FIGURE-1 A SmartCart used for our digital-sensor observation is shown. Besides multiple sensor units, it is also equipped with content delivery functions, although a very limited number of these were activated during the study.


Although preliminary analysis was begun during the participant observations period, we started a series of full-fledged analyses after finishing the digital-sensor observation. We introduced a very simple analytical framework that consisted of reciprocal reflections: one for the participant observation, and the other for the digital-sensor observation. From the former we obtained qualitative interpretations by understanding meanings of shoppers’ behaviors and utterances and such relationships. From the latter we learned the larger context of relationships of behaviors situated in the process: as we have already stated, unified metrics of the sensors could help us understanding subtle changes and/or differences of them according to larger time-space scales. Through the iterative analyses, we actually yielded plenty of substantial insights into shoppers.

Here we bring in a discovery process called “Three-Phase Model,” or TPM, which was employed as our core user-model while we developed new media systems described in the next section. To put it bluntly, TPM is a shopper’s cognitive process in the course of his/her shopping trip from-entrance-to-exit basis. There are three consecutive phases in his/her trip, each of which has totally different characteristics with each other. As such we were able to reveal the secrets through the process of analyses described below.

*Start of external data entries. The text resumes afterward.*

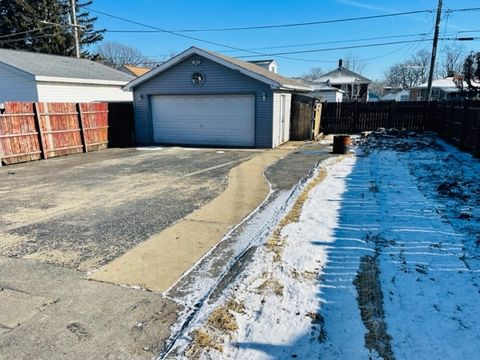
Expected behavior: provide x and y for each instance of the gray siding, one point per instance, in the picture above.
(16, 85)
(218, 80)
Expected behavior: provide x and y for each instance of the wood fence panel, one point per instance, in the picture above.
(18, 133)
(94, 118)
(60, 129)
(302, 115)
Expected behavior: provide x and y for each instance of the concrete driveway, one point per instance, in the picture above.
(64, 217)
(83, 211)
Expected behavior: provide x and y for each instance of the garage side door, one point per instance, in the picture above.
(225, 120)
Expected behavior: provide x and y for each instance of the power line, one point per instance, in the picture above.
(22, 32)
(371, 17)
(354, 47)
(299, 24)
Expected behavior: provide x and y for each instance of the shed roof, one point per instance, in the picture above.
(134, 70)
(342, 75)
(245, 67)
(448, 84)
(54, 67)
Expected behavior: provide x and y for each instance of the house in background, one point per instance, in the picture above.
(354, 85)
(203, 98)
(270, 65)
(372, 97)
(402, 95)
(322, 91)
(442, 89)
(27, 76)
(134, 70)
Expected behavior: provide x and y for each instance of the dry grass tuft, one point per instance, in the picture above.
(237, 306)
(201, 342)
(271, 286)
(222, 319)
(276, 243)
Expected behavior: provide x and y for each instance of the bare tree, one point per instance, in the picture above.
(413, 71)
(116, 54)
(469, 82)
(452, 60)
(353, 63)
(313, 73)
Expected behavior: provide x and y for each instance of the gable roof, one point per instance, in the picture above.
(318, 86)
(134, 70)
(45, 67)
(259, 73)
(342, 75)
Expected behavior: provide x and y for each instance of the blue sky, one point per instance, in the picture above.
(203, 14)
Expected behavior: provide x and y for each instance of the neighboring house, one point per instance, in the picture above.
(270, 65)
(372, 97)
(27, 76)
(442, 89)
(134, 70)
(323, 91)
(354, 85)
(403, 95)
(203, 98)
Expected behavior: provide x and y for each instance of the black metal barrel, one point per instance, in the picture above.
(341, 144)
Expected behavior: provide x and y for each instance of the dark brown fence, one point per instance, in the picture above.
(456, 122)
(358, 117)
(121, 124)
(304, 117)
(31, 131)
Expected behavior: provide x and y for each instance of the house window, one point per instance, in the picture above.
(198, 79)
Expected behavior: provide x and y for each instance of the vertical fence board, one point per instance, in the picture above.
(29, 131)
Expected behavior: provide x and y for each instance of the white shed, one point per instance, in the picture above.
(27, 76)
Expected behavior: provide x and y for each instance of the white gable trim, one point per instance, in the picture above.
(78, 81)
(196, 51)
(19, 71)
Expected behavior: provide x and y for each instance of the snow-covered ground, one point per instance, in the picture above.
(382, 262)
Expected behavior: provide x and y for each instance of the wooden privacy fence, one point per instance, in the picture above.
(456, 122)
(32, 131)
(368, 116)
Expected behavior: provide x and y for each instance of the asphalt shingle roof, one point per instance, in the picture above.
(259, 70)
(60, 66)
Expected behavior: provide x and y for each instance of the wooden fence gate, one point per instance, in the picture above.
(33, 131)
(304, 117)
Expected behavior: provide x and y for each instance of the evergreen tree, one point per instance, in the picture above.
(45, 26)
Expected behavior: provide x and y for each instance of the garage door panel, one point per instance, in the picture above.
(204, 119)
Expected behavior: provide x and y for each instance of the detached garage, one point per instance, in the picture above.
(204, 98)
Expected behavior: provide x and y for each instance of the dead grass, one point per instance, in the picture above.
(271, 286)
(222, 319)
(202, 341)
(370, 302)
(276, 243)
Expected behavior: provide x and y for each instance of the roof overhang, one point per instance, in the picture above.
(57, 79)
(196, 51)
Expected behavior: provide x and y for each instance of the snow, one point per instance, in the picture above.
(387, 206)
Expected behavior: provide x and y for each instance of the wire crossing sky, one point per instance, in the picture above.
(299, 34)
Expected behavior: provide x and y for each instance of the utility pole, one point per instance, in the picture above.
(434, 50)
(75, 27)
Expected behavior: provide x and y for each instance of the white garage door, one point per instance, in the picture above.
(226, 120)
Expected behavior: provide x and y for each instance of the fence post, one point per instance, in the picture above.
(82, 128)
(391, 114)
(38, 127)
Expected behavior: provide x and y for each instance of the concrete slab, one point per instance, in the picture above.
(18, 306)
(87, 320)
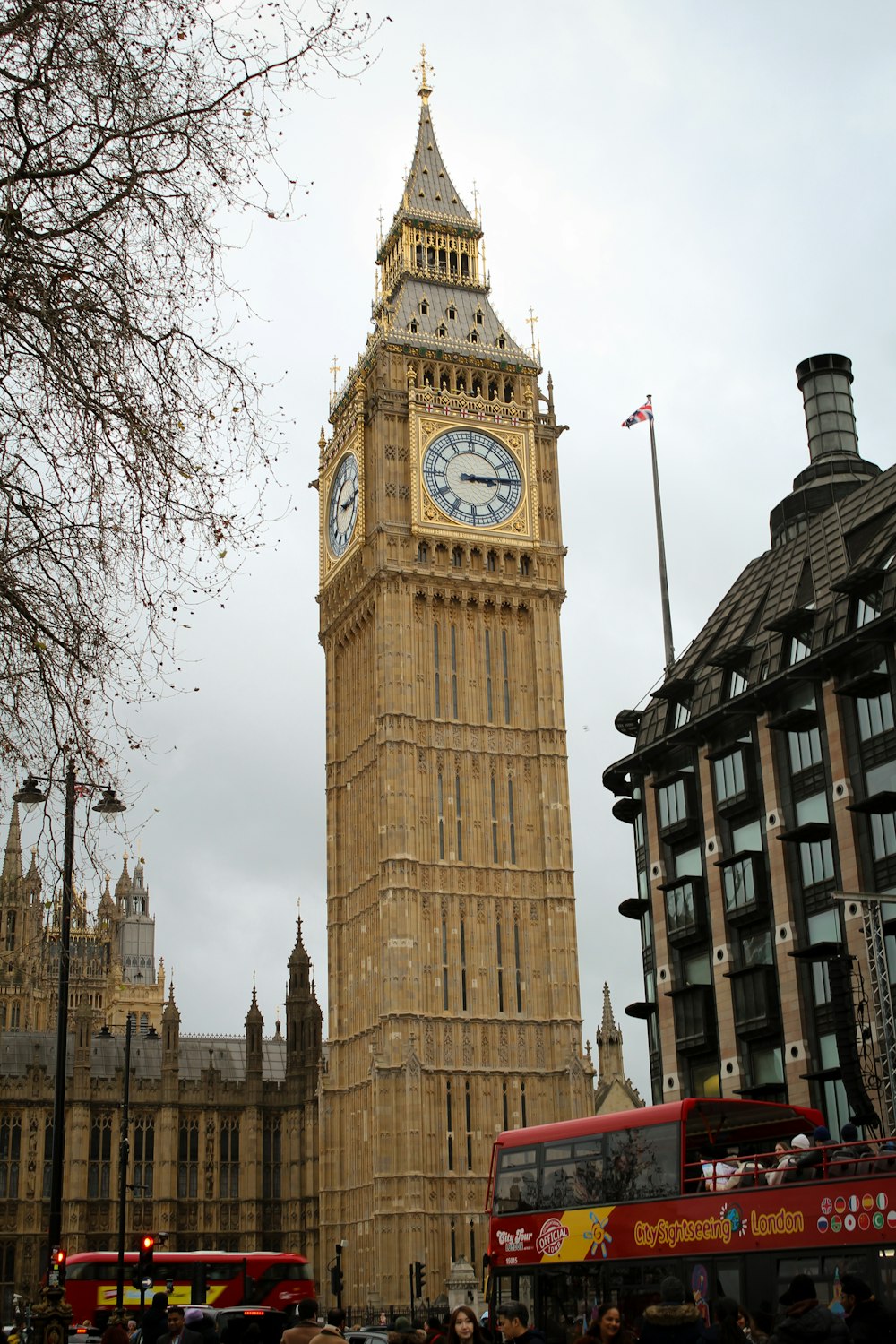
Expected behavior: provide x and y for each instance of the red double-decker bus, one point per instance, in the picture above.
(217, 1279)
(603, 1209)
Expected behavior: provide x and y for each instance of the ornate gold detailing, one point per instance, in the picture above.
(425, 90)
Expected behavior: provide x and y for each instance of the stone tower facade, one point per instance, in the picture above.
(452, 965)
(113, 959)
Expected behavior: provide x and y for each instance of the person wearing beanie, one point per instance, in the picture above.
(868, 1320)
(805, 1320)
(810, 1161)
(672, 1320)
(853, 1160)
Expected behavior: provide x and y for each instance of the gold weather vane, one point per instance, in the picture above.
(425, 90)
(532, 320)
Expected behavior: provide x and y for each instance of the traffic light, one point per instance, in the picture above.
(56, 1266)
(147, 1247)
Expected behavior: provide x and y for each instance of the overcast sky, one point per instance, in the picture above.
(694, 198)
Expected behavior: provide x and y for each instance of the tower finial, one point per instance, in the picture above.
(425, 90)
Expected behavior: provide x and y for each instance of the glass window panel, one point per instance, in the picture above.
(805, 749)
(817, 862)
(882, 779)
(696, 970)
(747, 836)
(729, 776)
(812, 809)
(797, 650)
(688, 863)
(883, 833)
(874, 715)
(739, 884)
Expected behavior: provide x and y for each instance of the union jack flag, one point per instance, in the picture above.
(641, 414)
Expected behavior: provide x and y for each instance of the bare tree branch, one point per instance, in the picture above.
(129, 426)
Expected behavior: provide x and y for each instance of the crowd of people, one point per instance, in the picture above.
(855, 1317)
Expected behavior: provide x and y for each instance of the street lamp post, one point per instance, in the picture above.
(123, 1177)
(30, 795)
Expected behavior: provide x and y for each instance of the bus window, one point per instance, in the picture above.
(642, 1163)
(516, 1185)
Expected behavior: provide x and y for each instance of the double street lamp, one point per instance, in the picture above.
(30, 795)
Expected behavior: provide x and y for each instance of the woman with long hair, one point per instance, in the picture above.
(463, 1327)
(726, 1330)
(606, 1324)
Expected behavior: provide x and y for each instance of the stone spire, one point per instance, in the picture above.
(13, 857)
(614, 1091)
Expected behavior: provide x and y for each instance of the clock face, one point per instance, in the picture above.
(471, 478)
(341, 511)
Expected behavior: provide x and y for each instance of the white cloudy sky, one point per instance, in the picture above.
(692, 196)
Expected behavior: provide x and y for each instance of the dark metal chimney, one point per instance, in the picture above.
(834, 467)
(825, 382)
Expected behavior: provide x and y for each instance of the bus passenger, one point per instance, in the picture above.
(805, 1320)
(672, 1320)
(785, 1160)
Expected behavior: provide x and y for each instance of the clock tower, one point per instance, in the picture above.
(452, 964)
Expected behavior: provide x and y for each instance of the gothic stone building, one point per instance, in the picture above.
(223, 1131)
(452, 964)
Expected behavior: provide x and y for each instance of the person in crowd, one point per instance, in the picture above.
(726, 1328)
(335, 1325)
(306, 1327)
(513, 1324)
(812, 1160)
(672, 1320)
(748, 1325)
(852, 1160)
(606, 1325)
(435, 1330)
(866, 1319)
(155, 1319)
(177, 1331)
(805, 1320)
(463, 1328)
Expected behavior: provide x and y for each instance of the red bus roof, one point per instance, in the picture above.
(188, 1257)
(718, 1109)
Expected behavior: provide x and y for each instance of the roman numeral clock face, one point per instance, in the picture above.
(471, 478)
(341, 511)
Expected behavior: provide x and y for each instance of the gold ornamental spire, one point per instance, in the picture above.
(425, 89)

  1. Noticing transformations of planned/unplanned purchase ratio: Through the analyses of the participant observation data, we noticed that the planned and unplanned purchase ratio tended to change steadily as the informants’ shopping proceeded: planned purchase was likely to occur in the anterior half and unplanned purchase, in comparison, increased in the posterior half regardless of their shopping paths nor of items bought. It is rational that an informant uttered in her shopping, “I basically start shopping from what I don’t have to forget to buy.” (a homemaker in her 40’s)
  2. Discovering shopping process being consisted of three phases: Then we tackled with the sensor readings and found that there were two common points of variation in behavioral patterns in shopping cart orientation (Figure-2) and state of handgrip pressure (Figure-3). As for shopping cart orientation, the value tended to continuously decrease6 for a certain time at first, then it stopped decreasing and kept a solid state for a while, to finally start increasing till the end, even though the shoppers’ paths varied. This means shoppers tended to move counterclockwise till the first point of variation. It was followed by the solid state and then switched to move clockwise after the second point of variation. As for state of handgrip pressure, there appeared to be two states of shoppers frequently and repeatedly grasping and releasing handgrips of the carts. (We can also see a third state after 20 min. at Figure-3 but it was excluded because it clearly corresponded to behaviors preparing for checkout which were less related to the process accompanying shopper’s decision making.) Figure-3 shows shoppers were apt to keep grasping handgrips until the first point of variation. This was followed by a period when they often unlinked their hands from the handgrips and then, after the second point of variation, they shifted to alternately grasping and releasing the handgrips for a longer time. Interestingly, the timings of when these two points of variation arose are very consistent in the both sensor readings. We then investigated in multiple samples of video data and found that there were different types of shopper-floor interaction in each of the three phases, which were divided at the two points of variation. In the first phase, or Phase-1, shoppers had a tendency to stop at each floor for a short while and to choose items quickly. In the second phase, or Phase-2, they took a turn to stop at each visited floor for a longer period and to examine items carefully. In the third phase, or Phase-3, they were likely to go back and forth at the storefront and to reflect on items between aisles. These observations were accurately consistent with the patterns appeared in the two sensor readings.
  3. Understanding characteristics of each phase: How different are the items bought in each of the three consecutive phases? We turned back to analysis of the participant observation data and broke down “planned/unplanned purchases” into five categories each of which was labeled with the informants’ intent based on actual usage of the items: these were 1) replenishment with a plan, 2) replenishment without a plan, 3) selection for main dish (dinner menu of the day), 4) selection for side dish (dinner menu of the day), and 5) other (e.g. impulse buy). When these labels (attributes) were applied to each informant’s shopping process, we could understand that most informants exhibited the patterns showed in Figure-4. That is, they were likely to fulfill the first intent (replenishment with plan) and to plan the dinner menu of the day7, especially for the main dish, in Phase-1, to fulfill the third and fourth intents (selection for main dish and for side dish) simultaneously in Phase-2, and to fulfill the second and fifth intents (replenishment without plan and other) simultaneously in Phase-3.
  4. Understanding shopper’s state of mind in each phase: Through the analyses of RRI, we could know that each informant tended to decrease the rate of RRI as the phase proceeded. This implied shoppers got more relaxed with the proceeding phase. We could estimate that shoppers felt tense while performing two disparate tasks simultaneously in Phase-1, concentrated on items by performing two associated tasks in Phase-2, and felt relaxed to perform tasks without consistency and obligation in Phase-3 respectively
  5. Constructing TPM: Synthesizing above analyses, we could obtain TPM which could adequately describe shopper’s cognitive processes in the course of her shopping trip at the storefront (see Figure-5).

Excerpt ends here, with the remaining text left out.